Armando Salguero

Armando Salguero: La’El Collins an exciting prospect but Dolphins must be cautious

LSU offensive tackle La’El Collins (60) runs through drills during practice for the Senior Bowl, Wednesday, Jan. 21, 2015, at Ladd-Peebles Stadium in Mobile, Ala.
LSU offensive tackle La’El Collins (60) runs through drills during practice for the Senior Bowl, Wednesday, Jan. 21, 2015, at Ladd-Peebles Stadium in Mobile, Ala. AP

As recruiting trips go, this one by the Miami Dolphins was brilliant.

The team sent receiver Jarvis Landry, center Mike Pouncey and defensive tackle Anthony Johnson to Baton Rouge, Louisiana, on Tuesday afternoon to convince La’el Collins the Dolphins are a good team to play for, South Florida is a great place to live and, hey, if you don’t have anything to do with murdering your ex-girlfriend, we’d love to have you.

Well, maybe the last part of that message wasn’t delivered quite so directly.

But by the time the players flew from Opa-locka Airport to Baton Rouge Metro and back, after a nearly five-hour delay in Louisiana, no less — the Dolphins had put themselves near the top of the list of teams showing interest in Collins.

The Dolphins sent players to see Collins at time he feels he needs it.

The team smartly sent players Collins would feel comfortable with because Landry and Johnson were former teammates, and Pouncey is a Miami team leader, a fellow offensive lineman and a fine communicator.

And the club did this aggressive work without exposing its organizational heads — coach Joe Philbin, executive vice president Mike Tannenbaum or general manager Dennis Hickey — to breaking NFL rules.

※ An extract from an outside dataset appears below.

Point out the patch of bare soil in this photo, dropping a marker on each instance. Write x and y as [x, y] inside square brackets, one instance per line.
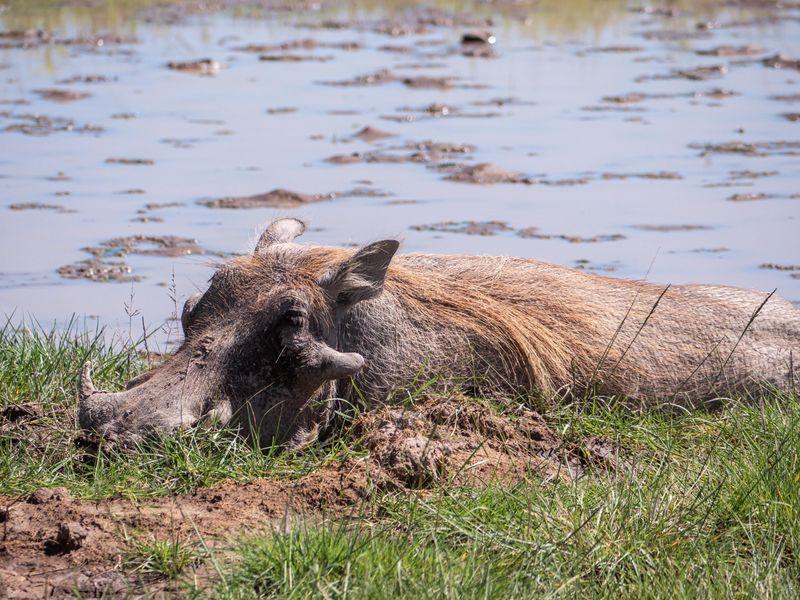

That’s something the Bills might not have avoided when Rex Ryan visited Collins on Monday.

(I cannot vouch for this with complete certainty, but the Dolphins deftly avoiding an NFL rules issue by not including the brain trust sounds like work from executive vice president of football administration Dawn Aponte, who really gets league legalese stuff like this).

All this while a vocal majority of fans approved and encouraged the team to “Geaux get Collins!” from Louisiana State University and bring him to South Florida.

This is the stuff of intrigue and one-upmanship that has the added benefit of showing the Dolphins are aggressive and serious about being a better team in 2015.

But all this aggressiveness, enthusiasm and strategic thinking must come with one unmistakable and unmovable line that must not and cannot be crossed now:

The Dolphins should not sign La’el Collins until he is completely cleared of participating in or planning or knowing in advance of a double murder in Baton Rouge.

Collins, you see, is a gifted player who might have been drafted in the recent NFL Draft’s top-20 selections were it not for the fact police wanted to speak to him about his ex-girlfriend Brittney Mills, who was shot to death in her apartment April 24. An unborn baby the pregnant Mills was carrying, which possibly belonged to Collins, also died.

Collins currently is not a suspect or even a person of interest, according to police. But the investigation is not complete.

The mere shadow of a crime scared off all 32 NFL teams from drafting Collins. This is the right approach because in an atmosphere where domestic violence of any sort is by some teams considered a first, second, and third strike against a player, the possibility of having someone on the roster in any way involved in another human being’s homicide is unthinkable.

So most teams have either resolved to ignore Collins altogether or show no interest until he is absolved of all involvement — either as perpetrator or planner — in the crime.

The Dolphins and the Bills?

Not so much.

Both needing offensive line help — the Dolphins at guard, the Bills at tackle and guard — are being overtly aggressive. They both hope they’re setting themselves up to get Collins if and when he’s cleared.

But here’s the thing: Collins is not as of this writing in the clear.

The police investigation might take some time. And the Dolphins had better wait for that work to be fully done before taking the next step.

This point needs to be made because the Dolphins have run to the forefront of teams wanting Collins and are doing so without speaking on the issue publicly. No, an NFL team rarely talks to its fans or community when it wants to sign a player.

But no other player the Dolphins have signed or even courted in recent memory had a murder investigation hanging over his head.

So not one step further must be taken on Collins until the Dolphins can guarantee themselves, their fans and the South Florida community that they are not bringing to town someone involved in a shooting death.

The hope here is that the Dolphins the past few days have been doing extensive fact finding. The hope is they’ve just been proactively building a relationship to be used to its fullest extent once Collins is proven to be completely uninvolved in this sad and heinous act.

But nothing more until he is exonerated.

Everyone should be able to agree on this.

Last Friday, after Collins went undrafted in the first round, I asked a high-ranking Dolphins official whether the player had killed anyone. Yes, it was a very direct question. But teams spend thousands of hours investigating players to know such things.

“I don’t think so,” he answered.

The right move now is to know so before moving forward.